Pondok Pesantren Diminta Bendung Penyebaran Radikalisme

Yogyakarta – Pondok pesantren diharapkan mampu memberikan respon yang positif pada sejumlah problem keagamaan dan kemasyarakatan di Indonesia. Menteri Agama (Menag) Lukman Hakim Saifuddin mensinyalir, paham radikalisme tengah mencoba mengganggu kehidupan beragama dan berbangsa di Indonesia saat ini.

“Islam yang diajarkan kepada kita adalah wajah yang wasatiyah (moderat) yang senantiasa menjunjung tinggi nilai kebangsaan,” kata Lukman Hakim Saifuddinsaat membuka Muktamar Pemikiran Santri Nusantara di Pondok Pesantren Ali Maksum, Krapyak, Yogyakarta, seperti dikutip dari Merdeka.com, Rabu (10/10).

Muktamar yang diikuti oleh para pengasuh, pemikir, dan pemerhati pesantren se-Indonesia ini menjadi bagian dari kegiatan Hari Santri 2018 yang diprakarsai oleh Kementerian Agama.

Di hadapan para pengasuh pondok pesantren seluruh Indonesia, Menag menegaskan kekhawatirannya bahwa era globalisasi akan menghadapkan muslim Indonesia pada pandangan yang cenderung ekstrim dan berlebihan.

Maka, Muktamar Pemikiran Santri Nusantara ini dibuat sebagai bentuk upaya pemerintah untuk menfasilitasi agar para santri sebagai suatu komunitas besar dan berpengaruh bisa memberikan manfaat yang jelas kepada masyarakat luas.

Untuk itu, kata Lukman, mereka perlu forum reguler yang berkesinambungan dan rutin untuk bersilaturahmi dan silatul fikri yang menghasilkan pemikiran baru bagi bangsa Indonesia.

Pemikiran-pemikiran pesantren yang selama ini menjadi tradisi keislaman sudah sepatutnya diberikan wadah berupa forum yang direncanakan dengan baik secara terstruktur dan sistematis. “Hanya dengan berkontribusi kepada masyarakat, eksistensi pondok pesantren bisa terjaga” tambah Menag.

Sementara itu, Direktur Jenderal Pendidikan Islam, Kemenag, Kamaruddin Amin, yang turut hadir dalam acara itu menambahkan, kegiatan hari santri diarahkan untuk menstimulasi kemajuan pesantren sebagai tulang punggung keberagamaan dan keindonesiaan. “Persoalan kebangsaan dan keagamaan dewasa semakin kompleks,” katanya.

Menurut Kamaruddin, menguatnya gerakan radikalisme, ekstremisme hingga ideologi Islam transnasional semakin mendistorsi pemahaman keagamaan di Indonesia.
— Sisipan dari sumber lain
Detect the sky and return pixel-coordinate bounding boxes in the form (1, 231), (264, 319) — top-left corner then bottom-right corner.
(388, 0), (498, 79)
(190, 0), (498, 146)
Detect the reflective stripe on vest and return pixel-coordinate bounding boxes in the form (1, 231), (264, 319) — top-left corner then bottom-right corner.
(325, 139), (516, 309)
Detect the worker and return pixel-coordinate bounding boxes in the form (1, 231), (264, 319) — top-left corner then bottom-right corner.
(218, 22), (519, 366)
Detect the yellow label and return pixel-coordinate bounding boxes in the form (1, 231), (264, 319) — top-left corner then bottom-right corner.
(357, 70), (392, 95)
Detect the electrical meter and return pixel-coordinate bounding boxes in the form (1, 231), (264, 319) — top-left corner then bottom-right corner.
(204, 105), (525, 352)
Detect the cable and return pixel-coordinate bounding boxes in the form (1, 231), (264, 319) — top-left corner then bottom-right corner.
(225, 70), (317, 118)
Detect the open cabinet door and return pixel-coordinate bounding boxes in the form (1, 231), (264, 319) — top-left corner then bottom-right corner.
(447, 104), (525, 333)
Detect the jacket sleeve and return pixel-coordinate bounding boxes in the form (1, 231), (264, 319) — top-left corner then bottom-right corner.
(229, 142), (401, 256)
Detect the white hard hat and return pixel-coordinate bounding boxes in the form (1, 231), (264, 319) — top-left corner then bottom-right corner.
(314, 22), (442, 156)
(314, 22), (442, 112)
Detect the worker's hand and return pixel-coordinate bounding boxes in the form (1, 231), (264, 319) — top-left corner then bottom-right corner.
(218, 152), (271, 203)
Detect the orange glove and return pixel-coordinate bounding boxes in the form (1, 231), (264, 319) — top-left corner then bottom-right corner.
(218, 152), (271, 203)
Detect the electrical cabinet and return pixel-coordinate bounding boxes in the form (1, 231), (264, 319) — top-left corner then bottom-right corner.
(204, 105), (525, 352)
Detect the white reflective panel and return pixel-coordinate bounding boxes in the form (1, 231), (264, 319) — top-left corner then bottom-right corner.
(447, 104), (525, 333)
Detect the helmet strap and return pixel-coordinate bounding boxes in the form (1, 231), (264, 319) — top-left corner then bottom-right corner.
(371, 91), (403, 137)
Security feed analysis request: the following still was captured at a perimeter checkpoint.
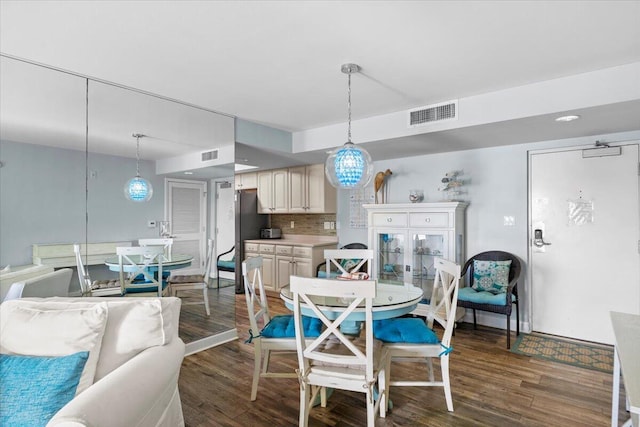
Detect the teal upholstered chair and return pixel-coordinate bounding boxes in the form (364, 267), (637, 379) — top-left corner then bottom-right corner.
(458, 251), (522, 348)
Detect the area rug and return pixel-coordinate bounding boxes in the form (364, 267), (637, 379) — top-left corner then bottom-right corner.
(511, 334), (613, 372)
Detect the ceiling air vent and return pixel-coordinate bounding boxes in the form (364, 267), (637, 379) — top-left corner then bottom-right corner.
(202, 150), (218, 162)
(409, 101), (458, 127)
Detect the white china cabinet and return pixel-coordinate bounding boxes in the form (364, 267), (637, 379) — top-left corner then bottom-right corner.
(363, 202), (467, 298)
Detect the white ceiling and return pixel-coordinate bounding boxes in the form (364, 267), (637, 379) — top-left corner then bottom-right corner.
(0, 0), (640, 170)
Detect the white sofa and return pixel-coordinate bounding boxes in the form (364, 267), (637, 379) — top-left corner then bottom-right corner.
(0, 297), (185, 427)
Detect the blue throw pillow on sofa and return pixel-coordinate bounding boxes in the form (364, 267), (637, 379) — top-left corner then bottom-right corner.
(0, 351), (89, 427)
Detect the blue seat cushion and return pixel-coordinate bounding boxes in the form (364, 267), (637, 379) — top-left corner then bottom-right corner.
(125, 280), (168, 294)
(132, 271), (171, 283)
(373, 317), (440, 344)
(458, 287), (516, 305)
(218, 260), (236, 271)
(318, 270), (340, 279)
(0, 351), (89, 426)
(260, 314), (322, 338)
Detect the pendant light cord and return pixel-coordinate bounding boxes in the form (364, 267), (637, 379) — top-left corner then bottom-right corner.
(131, 133), (144, 178)
(136, 134), (140, 176)
(80, 79), (89, 260)
(347, 73), (351, 142)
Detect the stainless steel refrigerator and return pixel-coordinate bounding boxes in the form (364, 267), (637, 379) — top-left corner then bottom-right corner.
(235, 189), (269, 294)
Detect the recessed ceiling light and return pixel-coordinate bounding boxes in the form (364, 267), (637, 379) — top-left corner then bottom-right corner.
(556, 115), (580, 122)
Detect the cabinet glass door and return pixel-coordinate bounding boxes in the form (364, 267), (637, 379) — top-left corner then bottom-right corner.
(411, 232), (447, 299)
(375, 232), (406, 285)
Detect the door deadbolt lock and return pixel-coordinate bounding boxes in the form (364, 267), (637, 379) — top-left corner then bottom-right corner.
(533, 228), (551, 248)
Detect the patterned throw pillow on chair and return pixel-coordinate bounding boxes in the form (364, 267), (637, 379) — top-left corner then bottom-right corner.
(472, 260), (511, 294)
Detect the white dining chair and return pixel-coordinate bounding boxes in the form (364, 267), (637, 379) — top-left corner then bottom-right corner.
(374, 258), (461, 412)
(116, 246), (167, 297)
(290, 276), (387, 427)
(73, 243), (122, 297)
(138, 237), (173, 261)
(242, 256), (325, 404)
(169, 239), (213, 316)
(324, 249), (373, 279)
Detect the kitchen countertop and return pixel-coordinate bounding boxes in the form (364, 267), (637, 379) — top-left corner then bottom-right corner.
(244, 234), (338, 247)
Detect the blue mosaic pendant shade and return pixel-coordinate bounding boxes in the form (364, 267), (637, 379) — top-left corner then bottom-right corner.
(124, 133), (153, 202)
(325, 142), (373, 189)
(124, 175), (153, 202)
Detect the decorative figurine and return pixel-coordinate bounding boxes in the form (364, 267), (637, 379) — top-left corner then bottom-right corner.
(374, 169), (393, 203)
(438, 171), (465, 202)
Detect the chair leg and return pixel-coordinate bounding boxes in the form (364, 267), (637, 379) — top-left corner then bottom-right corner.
(366, 387), (376, 427)
(378, 368), (388, 418)
(516, 299), (520, 336)
(440, 354), (453, 412)
(251, 339), (262, 401)
(202, 284), (211, 316)
(298, 383), (312, 427)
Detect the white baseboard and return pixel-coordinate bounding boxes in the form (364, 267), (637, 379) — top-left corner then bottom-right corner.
(184, 329), (238, 357)
(462, 308), (531, 334)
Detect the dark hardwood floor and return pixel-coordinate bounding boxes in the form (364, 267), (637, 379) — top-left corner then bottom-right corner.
(179, 295), (626, 427)
(179, 279), (236, 343)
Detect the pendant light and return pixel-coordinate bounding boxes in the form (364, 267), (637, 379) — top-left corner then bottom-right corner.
(124, 133), (153, 202)
(324, 64), (373, 189)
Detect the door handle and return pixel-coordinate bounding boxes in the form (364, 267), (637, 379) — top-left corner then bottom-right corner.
(533, 228), (551, 248)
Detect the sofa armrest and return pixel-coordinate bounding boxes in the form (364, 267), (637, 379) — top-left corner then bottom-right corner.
(47, 337), (185, 427)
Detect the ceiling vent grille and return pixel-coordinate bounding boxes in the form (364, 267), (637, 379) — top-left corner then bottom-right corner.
(409, 101), (458, 127)
(202, 150), (218, 162)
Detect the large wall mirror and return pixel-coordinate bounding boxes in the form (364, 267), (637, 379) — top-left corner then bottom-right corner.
(0, 56), (235, 350)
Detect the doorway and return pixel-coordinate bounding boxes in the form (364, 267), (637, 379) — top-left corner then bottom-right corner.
(165, 179), (207, 274)
(529, 144), (640, 344)
(214, 180), (235, 280)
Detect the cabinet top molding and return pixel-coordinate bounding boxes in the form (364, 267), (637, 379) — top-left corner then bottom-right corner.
(362, 202), (469, 210)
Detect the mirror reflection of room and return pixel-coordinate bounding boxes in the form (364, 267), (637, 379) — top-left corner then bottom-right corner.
(0, 56), (235, 351)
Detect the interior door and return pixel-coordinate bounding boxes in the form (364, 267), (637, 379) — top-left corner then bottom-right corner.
(211, 181), (236, 280)
(529, 144), (640, 344)
(165, 179), (207, 274)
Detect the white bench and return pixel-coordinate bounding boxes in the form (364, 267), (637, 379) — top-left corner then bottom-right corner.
(3, 268), (73, 301)
(0, 264), (53, 301)
(32, 241), (131, 268)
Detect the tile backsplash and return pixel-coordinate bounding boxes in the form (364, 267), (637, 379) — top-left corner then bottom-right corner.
(271, 214), (336, 236)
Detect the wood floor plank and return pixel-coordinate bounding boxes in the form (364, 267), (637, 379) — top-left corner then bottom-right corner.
(179, 295), (626, 427)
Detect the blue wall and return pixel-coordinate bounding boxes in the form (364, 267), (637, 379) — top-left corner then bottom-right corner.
(0, 141), (164, 266)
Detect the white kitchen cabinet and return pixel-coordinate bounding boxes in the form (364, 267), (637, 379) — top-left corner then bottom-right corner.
(258, 169), (289, 214)
(235, 172), (258, 190)
(244, 242), (276, 290)
(244, 240), (337, 292)
(289, 164), (337, 213)
(363, 202), (467, 296)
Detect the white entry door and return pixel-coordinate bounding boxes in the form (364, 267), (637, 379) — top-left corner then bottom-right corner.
(165, 179), (207, 274)
(529, 144), (640, 344)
Sehingga, pesantren sebagai subkultur perlu ditingkatkan dengan mendayagunakan kaum santri dalam mengukuhkan identitasnya sebagai agen perubahan sosial.

Pesantren adalah entitas keislaman asli Indonesia yang moderat dan tak terjebak dalam dualisme tekstualisme dan liberalisme. Untuk itu pesantren merupakan aset bangsa yang berperan signifikan dalam menjaga persatuan Indonesia.

Dalam muktamar ini juga akan diselenggarakan forum-forum diskusi yang akan mempresentasikan 170 paper dari pesantren, mahasiswa, akademisi, dan peneliti keislaman yang membahas fenomena keislaman keikinian dalam kaitannya dengan pesantren.